Pegajoso dulzor blanquecino.

«—Creo que les gusta demasiado la cerveza o los cochinos refrescos de ahora. El puro alcohol no las perjudica. La cosa es, compadre, que en estos últimos tiempos se me descomponen todas. Que si el estómago, que si el hígado, que si los reumas, que si la barriga, que el corazón y las fatigas…
A Galdeano cada día de su santo le regalan una muchacha los de su tierra de Jalisco. Añade alguna que otra de su hacienda pulquera. Nemesio es más parco, la legítima no las admite en casa; los hijos sí. Lleva bautizados veintiuno. Galdeano ha perdido la cuenta. Pero desde hace algún tiempo muchas están enfermas.
—En nuestro tiempo las medicinas eran baratas. Ahora es un desmadre.
Beben pulque. Callan. Galdeano vino a hablar de lo que le tiene a pecho».

La vejez, Max Aub.

Mira a tu alrededor: hay otro, siempre hay otro.

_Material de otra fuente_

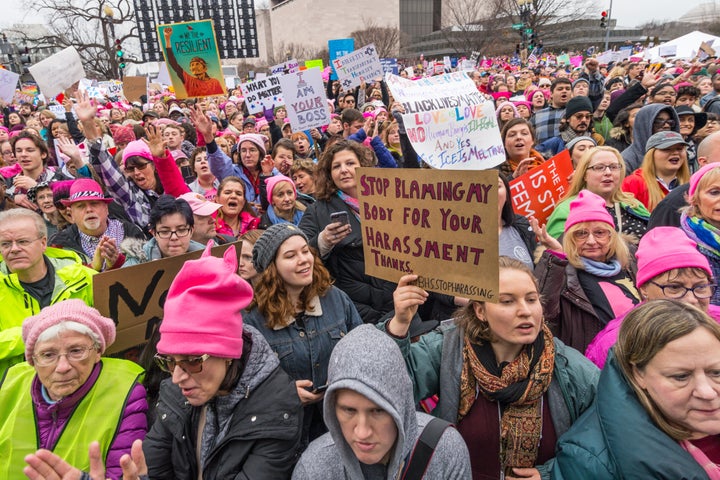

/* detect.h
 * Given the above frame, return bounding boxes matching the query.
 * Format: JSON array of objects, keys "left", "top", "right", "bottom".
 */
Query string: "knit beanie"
[
  {"left": 635, "top": 227, "right": 712, "bottom": 287},
  {"left": 22, "top": 298, "right": 115, "bottom": 365},
  {"left": 237, "top": 133, "right": 267, "bottom": 160},
  {"left": 157, "top": 241, "right": 253, "bottom": 358},
  {"left": 265, "top": 175, "right": 297, "bottom": 205},
  {"left": 123, "top": 140, "right": 152, "bottom": 165},
  {"left": 565, "top": 95, "right": 594, "bottom": 118},
  {"left": 688, "top": 162, "right": 720, "bottom": 197},
  {"left": 565, "top": 190, "right": 615, "bottom": 232},
  {"left": 253, "top": 222, "right": 308, "bottom": 273},
  {"left": 110, "top": 124, "right": 135, "bottom": 144}
]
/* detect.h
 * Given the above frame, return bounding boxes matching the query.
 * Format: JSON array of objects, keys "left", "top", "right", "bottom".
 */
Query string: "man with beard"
[
  {"left": 0, "top": 208, "right": 95, "bottom": 378},
  {"left": 537, "top": 97, "right": 605, "bottom": 158},
  {"left": 532, "top": 77, "right": 572, "bottom": 143},
  {"left": 51, "top": 178, "right": 144, "bottom": 272}
]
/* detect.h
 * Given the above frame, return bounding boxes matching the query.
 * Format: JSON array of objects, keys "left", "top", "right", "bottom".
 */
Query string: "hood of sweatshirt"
[
  {"left": 323, "top": 325, "right": 418, "bottom": 478},
  {"left": 622, "top": 103, "right": 680, "bottom": 175}
]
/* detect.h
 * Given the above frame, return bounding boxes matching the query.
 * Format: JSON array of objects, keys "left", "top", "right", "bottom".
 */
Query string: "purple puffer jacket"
[
  {"left": 31, "top": 362, "right": 148, "bottom": 480},
  {"left": 585, "top": 303, "right": 720, "bottom": 368}
]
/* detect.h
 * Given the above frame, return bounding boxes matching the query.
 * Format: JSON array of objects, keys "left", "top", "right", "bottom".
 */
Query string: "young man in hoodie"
[{"left": 292, "top": 325, "right": 471, "bottom": 480}]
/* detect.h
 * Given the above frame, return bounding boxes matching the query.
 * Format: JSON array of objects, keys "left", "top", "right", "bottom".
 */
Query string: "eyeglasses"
[
  {"left": 0, "top": 237, "right": 43, "bottom": 252},
  {"left": 653, "top": 118, "right": 675, "bottom": 128},
  {"left": 33, "top": 345, "right": 97, "bottom": 367},
  {"left": 155, "top": 227, "right": 192, "bottom": 239},
  {"left": 650, "top": 281, "right": 717, "bottom": 299},
  {"left": 573, "top": 229, "right": 610, "bottom": 240},
  {"left": 588, "top": 163, "right": 622, "bottom": 173},
  {"left": 154, "top": 353, "right": 210, "bottom": 374},
  {"left": 125, "top": 162, "right": 150, "bottom": 173}
]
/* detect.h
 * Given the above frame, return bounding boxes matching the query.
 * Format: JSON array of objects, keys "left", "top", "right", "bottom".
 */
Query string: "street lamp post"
[{"left": 605, "top": 0, "right": 612, "bottom": 52}]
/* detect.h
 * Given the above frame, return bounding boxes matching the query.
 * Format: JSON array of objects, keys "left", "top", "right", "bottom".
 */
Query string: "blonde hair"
[
  {"left": 640, "top": 148, "right": 690, "bottom": 212},
  {"left": 683, "top": 163, "right": 720, "bottom": 218},
  {"left": 614, "top": 299, "right": 720, "bottom": 440},
  {"left": 561, "top": 146, "right": 640, "bottom": 208},
  {"left": 563, "top": 222, "right": 630, "bottom": 270}
]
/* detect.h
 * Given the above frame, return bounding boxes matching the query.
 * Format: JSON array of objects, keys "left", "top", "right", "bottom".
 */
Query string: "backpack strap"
[{"left": 400, "top": 418, "right": 452, "bottom": 480}]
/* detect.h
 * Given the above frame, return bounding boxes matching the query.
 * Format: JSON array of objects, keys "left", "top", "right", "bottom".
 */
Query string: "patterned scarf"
[
  {"left": 458, "top": 322, "right": 555, "bottom": 475},
  {"left": 338, "top": 190, "right": 360, "bottom": 222},
  {"left": 680, "top": 213, "right": 720, "bottom": 257}
]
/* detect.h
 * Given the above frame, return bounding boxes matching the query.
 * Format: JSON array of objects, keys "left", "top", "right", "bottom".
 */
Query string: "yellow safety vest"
[{"left": 0, "top": 358, "right": 143, "bottom": 479}]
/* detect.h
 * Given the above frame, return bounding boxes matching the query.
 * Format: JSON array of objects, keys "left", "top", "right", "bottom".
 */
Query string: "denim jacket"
[{"left": 243, "top": 287, "right": 362, "bottom": 386}]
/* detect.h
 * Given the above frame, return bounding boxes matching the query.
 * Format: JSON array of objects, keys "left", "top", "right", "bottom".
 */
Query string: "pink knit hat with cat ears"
[
  {"left": 565, "top": 190, "right": 615, "bottom": 232},
  {"left": 157, "top": 241, "right": 253, "bottom": 358}
]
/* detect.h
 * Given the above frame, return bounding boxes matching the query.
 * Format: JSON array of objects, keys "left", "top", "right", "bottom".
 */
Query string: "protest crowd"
[{"left": 5, "top": 21, "right": 720, "bottom": 480}]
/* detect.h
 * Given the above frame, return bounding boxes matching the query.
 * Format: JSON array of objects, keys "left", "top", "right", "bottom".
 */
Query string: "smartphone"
[
  {"left": 180, "top": 165, "right": 196, "bottom": 184},
  {"left": 330, "top": 212, "right": 350, "bottom": 225}
]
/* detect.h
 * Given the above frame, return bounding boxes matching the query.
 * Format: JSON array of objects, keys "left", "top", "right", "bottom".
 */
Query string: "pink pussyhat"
[
  {"left": 565, "top": 190, "right": 615, "bottom": 232},
  {"left": 157, "top": 241, "right": 253, "bottom": 358}
]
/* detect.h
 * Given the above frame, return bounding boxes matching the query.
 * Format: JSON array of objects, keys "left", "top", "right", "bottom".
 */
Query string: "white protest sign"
[
  {"left": 28, "top": 47, "right": 85, "bottom": 98},
  {"left": 385, "top": 72, "right": 505, "bottom": 170},
  {"left": 658, "top": 45, "right": 677, "bottom": 57},
  {"left": 155, "top": 62, "right": 172, "bottom": 85},
  {"left": 280, "top": 68, "right": 330, "bottom": 132},
  {"left": 240, "top": 75, "right": 285, "bottom": 115},
  {"left": 333, "top": 43, "right": 383, "bottom": 89},
  {"left": 98, "top": 80, "right": 125, "bottom": 102},
  {"left": 0, "top": 69, "right": 20, "bottom": 103},
  {"left": 270, "top": 58, "right": 300, "bottom": 75}
]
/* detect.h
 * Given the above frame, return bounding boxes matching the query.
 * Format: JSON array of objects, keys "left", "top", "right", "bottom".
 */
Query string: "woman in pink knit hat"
[
  {"left": 585, "top": 227, "right": 720, "bottom": 368},
  {"left": 0, "top": 299, "right": 148, "bottom": 480},
  {"left": 532, "top": 190, "right": 640, "bottom": 352}
]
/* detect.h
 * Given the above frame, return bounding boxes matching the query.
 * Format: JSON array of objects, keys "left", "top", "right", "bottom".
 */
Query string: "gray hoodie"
[
  {"left": 622, "top": 103, "right": 680, "bottom": 176},
  {"left": 292, "top": 325, "right": 471, "bottom": 480}
]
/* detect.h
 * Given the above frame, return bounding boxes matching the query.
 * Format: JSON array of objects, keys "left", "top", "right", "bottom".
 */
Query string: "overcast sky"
[{"left": 0, "top": 0, "right": 712, "bottom": 32}]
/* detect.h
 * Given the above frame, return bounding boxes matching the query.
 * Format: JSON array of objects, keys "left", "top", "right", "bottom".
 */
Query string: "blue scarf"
[
  {"left": 580, "top": 257, "right": 622, "bottom": 277},
  {"left": 266, "top": 205, "right": 303, "bottom": 226}
]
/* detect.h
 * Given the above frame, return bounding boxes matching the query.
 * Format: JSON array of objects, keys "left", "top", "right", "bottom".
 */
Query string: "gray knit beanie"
[{"left": 253, "top": 222, "right": 308, "bottom": 273}]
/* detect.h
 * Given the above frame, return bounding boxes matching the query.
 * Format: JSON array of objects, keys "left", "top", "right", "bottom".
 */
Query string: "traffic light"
[{"left": 115, "top": 40, "right": 125, "bottom": 70}]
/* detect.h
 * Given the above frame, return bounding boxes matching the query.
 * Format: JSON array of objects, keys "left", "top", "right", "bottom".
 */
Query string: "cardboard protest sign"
[
  {"left": 28, "top": 47, "right": 85, "bottom": 98},
  {"left": 380, "top": 58, "right": 400, "bottom": 75},
  {"left": 93, "top": 242, "right": 242, "bottom": 354},
  {"left": 355, "top": 168, "right": 499, "bottom": 302},
  {"left": 270, "top": 58, "right": 300, "bottom": 75},
  {"left": 0, "top": 69, "right": 20, "bottom": 103},
  {"left": 280, "top": 68, "right": 330, "bottom": 132},
  {"left": 328, "top": 38, "right": 355, "bottom": 80},
  {"left": 157, "top": 20, "right": 226, "bottom": 98},
  {"left": 123, "top": 77, "right": 148, "bottom": 102},
  {"left": 385, "top": 72, "right": 505, "bottom": 170},
  {"left": 240, "top": 75, "right": 285, "bottom": 115},
  {"left": 510, "top": 150, "right": 573, "bottom": 225},
  {"left": 332, "top": 43, "right": 383, "bottom": 90}
]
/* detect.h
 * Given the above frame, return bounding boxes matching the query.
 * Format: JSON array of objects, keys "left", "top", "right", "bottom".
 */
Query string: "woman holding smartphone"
[
  {"left": 243, "top": 222, "right": 362, "bottom": 449},
  {"left": 299, "top": 140, "right": 395, "bottom": 323}
]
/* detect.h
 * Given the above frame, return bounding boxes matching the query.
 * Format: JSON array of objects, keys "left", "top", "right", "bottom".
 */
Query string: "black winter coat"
[{"left": 299, "top": 196, "right": 396, "bottom": 323}]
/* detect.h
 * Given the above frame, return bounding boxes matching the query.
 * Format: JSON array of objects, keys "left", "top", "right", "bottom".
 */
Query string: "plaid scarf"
[{"left": 458, "top": 322, "right": 555, "bottom": 475}]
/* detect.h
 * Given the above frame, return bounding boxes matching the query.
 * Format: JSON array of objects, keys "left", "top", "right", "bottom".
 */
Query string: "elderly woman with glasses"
[
  {"left": 120, "top": 195, "right": 205, "bottom": 267},
  {"left": 0, "top": 299, "right": 148, "bottom": 480},
  {"left": 531, "top": 190, "right": 640, "bottom": 352},
  {"left": 585, "top": 227, "right": 720, "bottom": 368}
]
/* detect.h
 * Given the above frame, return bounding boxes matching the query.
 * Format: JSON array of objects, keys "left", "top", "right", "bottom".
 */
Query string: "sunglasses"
[{"left": 154, "top": 353, "right": 210, "bottom": 374}]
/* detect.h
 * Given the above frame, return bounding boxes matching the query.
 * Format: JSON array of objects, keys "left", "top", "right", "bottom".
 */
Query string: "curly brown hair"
[
  {"left": 248, "top": 248, "right": 333, "bottom": 329},
  {"left": 315, "top": 140, "right": 374, "bottom": 200}
]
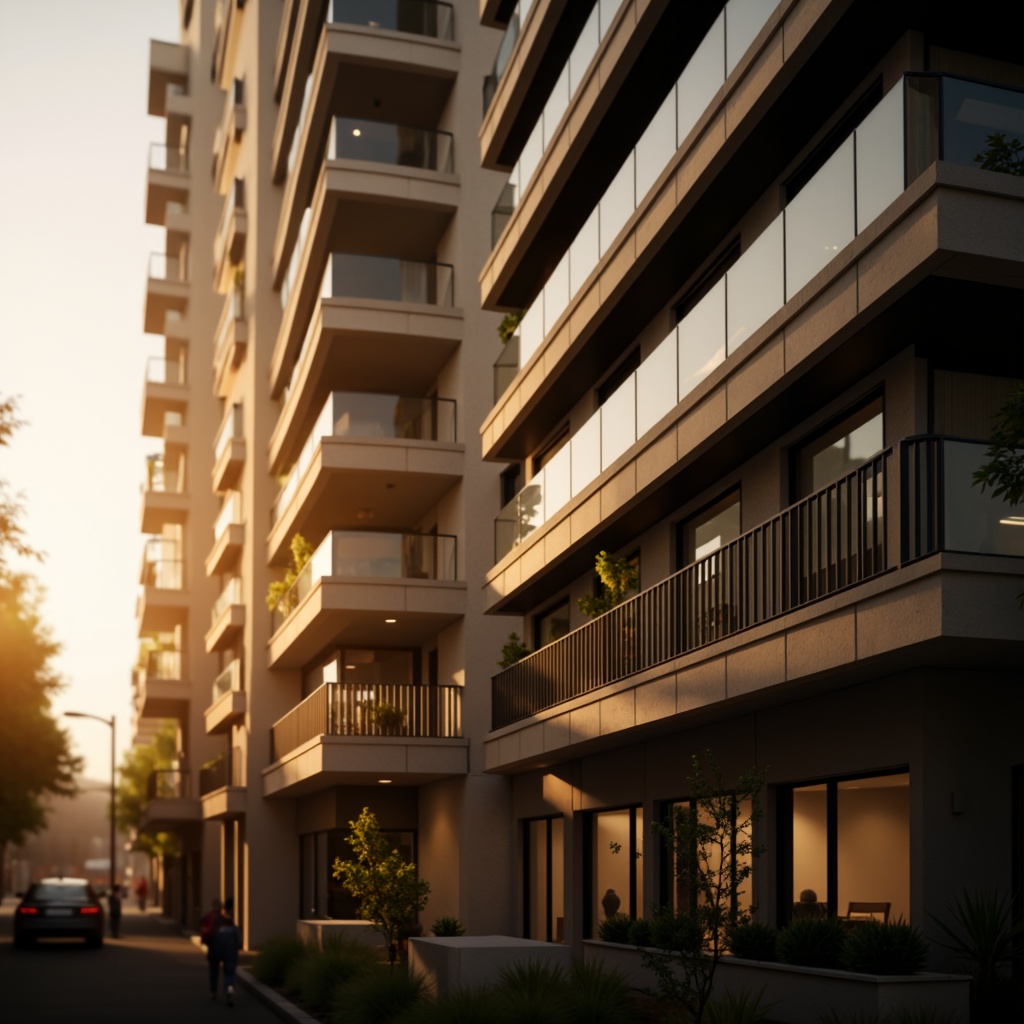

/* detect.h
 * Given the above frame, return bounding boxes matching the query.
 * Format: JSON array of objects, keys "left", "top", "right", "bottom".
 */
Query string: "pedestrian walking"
[
  {"left": 106, "top": 885, "right": 121, "bottom": 939},
  {"left": 207, "top": 899, "right": 242, "bottom": 1007}
]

Mira a tu alrededor: hay otro, siempre hay otro.

«Y un poco más tarde vi a un ángel durmiendo a la sombra de un árbol cubierto de flores. Me pareció que me miraba también; pero no estoy seguro, porque su rostro estaba escondido por una rama. Ahora, sin embargo, ella se despertó y comenzó a jugar con algunos otros. Alcé mi voz y grité, pero no me escuchó.
¡Supongo que me sentí poderoso como para derramar lágrimas!
Y entonces, de repente, se desvaneció y desapareció, y yo quedé solo en medio de la noche. Me sentí como en un laberinto, dolorido. Entonces oí a la Voz que decía: Si, aun siendo traviesos, le das obsequios a tus hijos, cuánto más su Padre, que está en todas las cosas buenas»

El valle de los niños perdidos, William Hope.